In other matches, Agnieszka Radwanska of Poland defeated Petra Kvitova of the Czech Republic 6-3, 6-2, and Maria Sharapova of Russia defeated Sara Errani of Italy 6-3, 6-2 in a repeat of the French Open final — also won by Sharapova.

• While negotiators for the NHL and union kept conversations to a minimum, team officials had a brief window last week to discuss the league’s latest proposal with its locked-out players.

So far, those discussions haven’t produced a breakthrough, but they have inflamed an already unsettled atmosphere. The union hierarchy wasn’t informed about the window at the time, and isn’t happy about it.

“Most owners are not allowed to attend bargaining meetings,” said Steve Fehr, union special counsel. “No owners are allowed to speak to the media about the bargaining. It is interesting that they are secretly unleashed to talk to the players about the meetings the players can attend, but the owners cannot.”

• The Indiana Fever and its fans didn’t let rain ruin their celebration of the WNBA championship won Sunday.
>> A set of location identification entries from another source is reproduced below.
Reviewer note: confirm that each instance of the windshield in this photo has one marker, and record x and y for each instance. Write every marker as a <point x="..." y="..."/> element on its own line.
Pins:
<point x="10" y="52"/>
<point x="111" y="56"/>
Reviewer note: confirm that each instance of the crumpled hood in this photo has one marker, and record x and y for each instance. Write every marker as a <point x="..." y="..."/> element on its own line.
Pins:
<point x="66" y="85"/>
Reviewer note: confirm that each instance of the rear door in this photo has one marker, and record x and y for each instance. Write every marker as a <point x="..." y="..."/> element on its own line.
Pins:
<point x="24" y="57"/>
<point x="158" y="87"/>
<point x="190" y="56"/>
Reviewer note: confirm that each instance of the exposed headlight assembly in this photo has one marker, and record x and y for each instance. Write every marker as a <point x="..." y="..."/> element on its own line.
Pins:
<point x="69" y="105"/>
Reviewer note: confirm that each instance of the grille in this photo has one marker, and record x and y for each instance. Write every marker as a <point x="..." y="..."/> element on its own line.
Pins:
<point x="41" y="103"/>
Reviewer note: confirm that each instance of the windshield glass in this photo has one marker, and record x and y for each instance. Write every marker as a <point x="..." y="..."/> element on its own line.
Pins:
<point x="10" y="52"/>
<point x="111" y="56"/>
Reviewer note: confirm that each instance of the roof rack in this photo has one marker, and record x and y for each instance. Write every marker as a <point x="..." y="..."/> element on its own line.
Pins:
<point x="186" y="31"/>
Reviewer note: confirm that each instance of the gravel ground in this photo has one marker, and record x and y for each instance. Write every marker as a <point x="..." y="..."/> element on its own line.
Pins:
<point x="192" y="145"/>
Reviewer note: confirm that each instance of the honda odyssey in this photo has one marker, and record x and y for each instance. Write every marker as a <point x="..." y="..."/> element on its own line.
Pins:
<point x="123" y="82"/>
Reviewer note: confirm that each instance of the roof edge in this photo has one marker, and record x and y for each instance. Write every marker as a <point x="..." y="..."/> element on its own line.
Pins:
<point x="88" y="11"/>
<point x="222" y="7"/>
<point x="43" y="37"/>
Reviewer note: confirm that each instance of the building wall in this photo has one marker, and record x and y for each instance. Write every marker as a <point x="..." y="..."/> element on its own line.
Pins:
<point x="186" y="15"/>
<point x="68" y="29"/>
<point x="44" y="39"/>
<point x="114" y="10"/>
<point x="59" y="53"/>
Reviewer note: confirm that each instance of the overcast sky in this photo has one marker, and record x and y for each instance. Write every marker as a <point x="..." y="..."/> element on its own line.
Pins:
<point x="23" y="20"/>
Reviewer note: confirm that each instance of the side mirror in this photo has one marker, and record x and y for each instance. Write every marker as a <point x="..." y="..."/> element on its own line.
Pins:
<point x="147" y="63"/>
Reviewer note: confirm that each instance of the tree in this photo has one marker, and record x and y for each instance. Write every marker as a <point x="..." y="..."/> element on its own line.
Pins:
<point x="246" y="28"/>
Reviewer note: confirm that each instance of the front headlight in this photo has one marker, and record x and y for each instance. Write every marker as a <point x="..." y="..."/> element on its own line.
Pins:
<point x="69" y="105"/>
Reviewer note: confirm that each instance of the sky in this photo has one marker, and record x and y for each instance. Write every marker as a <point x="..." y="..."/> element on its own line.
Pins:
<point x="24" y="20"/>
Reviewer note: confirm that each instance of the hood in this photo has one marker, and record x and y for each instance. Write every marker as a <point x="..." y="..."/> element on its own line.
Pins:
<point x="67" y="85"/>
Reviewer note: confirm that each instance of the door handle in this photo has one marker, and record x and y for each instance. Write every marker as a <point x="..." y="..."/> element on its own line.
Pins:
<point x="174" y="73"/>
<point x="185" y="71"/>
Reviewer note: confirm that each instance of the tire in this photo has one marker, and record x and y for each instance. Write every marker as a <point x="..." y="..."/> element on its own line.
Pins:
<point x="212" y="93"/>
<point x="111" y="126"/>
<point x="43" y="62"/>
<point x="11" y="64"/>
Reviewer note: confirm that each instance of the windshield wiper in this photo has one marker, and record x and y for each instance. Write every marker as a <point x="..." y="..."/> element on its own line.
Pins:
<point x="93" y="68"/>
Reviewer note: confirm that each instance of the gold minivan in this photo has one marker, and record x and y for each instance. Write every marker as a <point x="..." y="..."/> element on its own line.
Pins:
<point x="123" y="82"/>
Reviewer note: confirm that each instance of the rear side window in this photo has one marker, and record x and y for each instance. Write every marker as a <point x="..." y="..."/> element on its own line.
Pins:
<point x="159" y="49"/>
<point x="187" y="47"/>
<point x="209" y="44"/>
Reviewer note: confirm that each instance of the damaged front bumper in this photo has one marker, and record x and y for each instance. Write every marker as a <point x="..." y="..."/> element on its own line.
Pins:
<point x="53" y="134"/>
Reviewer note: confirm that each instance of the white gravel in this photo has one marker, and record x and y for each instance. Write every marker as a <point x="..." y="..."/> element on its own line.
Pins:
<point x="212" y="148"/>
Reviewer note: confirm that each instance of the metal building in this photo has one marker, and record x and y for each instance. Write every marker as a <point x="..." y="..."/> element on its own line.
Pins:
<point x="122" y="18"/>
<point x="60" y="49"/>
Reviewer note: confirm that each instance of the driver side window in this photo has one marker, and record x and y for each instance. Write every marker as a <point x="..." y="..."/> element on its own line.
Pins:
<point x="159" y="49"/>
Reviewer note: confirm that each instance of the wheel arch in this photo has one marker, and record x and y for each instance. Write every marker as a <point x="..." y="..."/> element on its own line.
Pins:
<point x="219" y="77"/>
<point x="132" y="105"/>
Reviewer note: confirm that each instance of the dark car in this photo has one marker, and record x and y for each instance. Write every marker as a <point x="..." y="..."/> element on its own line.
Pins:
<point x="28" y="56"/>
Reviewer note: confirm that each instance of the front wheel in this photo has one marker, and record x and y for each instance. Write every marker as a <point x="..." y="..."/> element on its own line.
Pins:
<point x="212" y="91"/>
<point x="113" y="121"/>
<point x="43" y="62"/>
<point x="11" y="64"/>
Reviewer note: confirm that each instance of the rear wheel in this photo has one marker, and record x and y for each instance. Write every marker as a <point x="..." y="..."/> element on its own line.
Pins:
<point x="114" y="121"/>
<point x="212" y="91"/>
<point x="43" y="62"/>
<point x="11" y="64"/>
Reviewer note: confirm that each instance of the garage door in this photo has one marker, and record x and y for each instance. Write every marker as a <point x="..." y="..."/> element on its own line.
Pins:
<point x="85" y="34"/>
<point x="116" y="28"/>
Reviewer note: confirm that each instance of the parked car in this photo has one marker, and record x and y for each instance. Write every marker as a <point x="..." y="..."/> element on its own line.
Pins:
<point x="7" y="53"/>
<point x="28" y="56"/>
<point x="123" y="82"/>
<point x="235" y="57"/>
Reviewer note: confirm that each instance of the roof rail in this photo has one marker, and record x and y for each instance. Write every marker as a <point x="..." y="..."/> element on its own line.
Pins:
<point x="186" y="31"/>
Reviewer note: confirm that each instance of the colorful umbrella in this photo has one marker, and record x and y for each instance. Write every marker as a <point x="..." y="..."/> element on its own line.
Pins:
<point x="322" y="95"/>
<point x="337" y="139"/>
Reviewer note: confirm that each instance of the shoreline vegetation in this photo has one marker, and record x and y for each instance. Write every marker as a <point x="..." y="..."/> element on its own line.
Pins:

The team, coached by ex-Storm coach Lin Dunn, and several thousand fans moved their party indoors to the Bankers Life Fieldhouse in Indianapolis after rain scrapped plans for a parade.

Geno Auriemma, Connecticut and U.S. Olympic coach, told reporters he wants the rims lowered by about 7 inches in women’s basketball.

Auriemma noted volleyball nets are lower in the women’s game and said lowering basketball rims from 10 feet is no different.

“Let’s lower the rim seven inches; let’s say 7.2 inches to honor Title IX (the landmark legislation passed in 1972 banning sex discrimination in schools),” he said.

• Missouri’s athletic department is tightening employee use of school-issued credit cards after an audit found a series of improper purchases, including bills for more than $7,600 from a strip club in Las Vegas.

Michael Schumacher, Mizzou’s director of video operations, has repaid the amount of the charges from a May 2011 visit to the club Olympic Garden.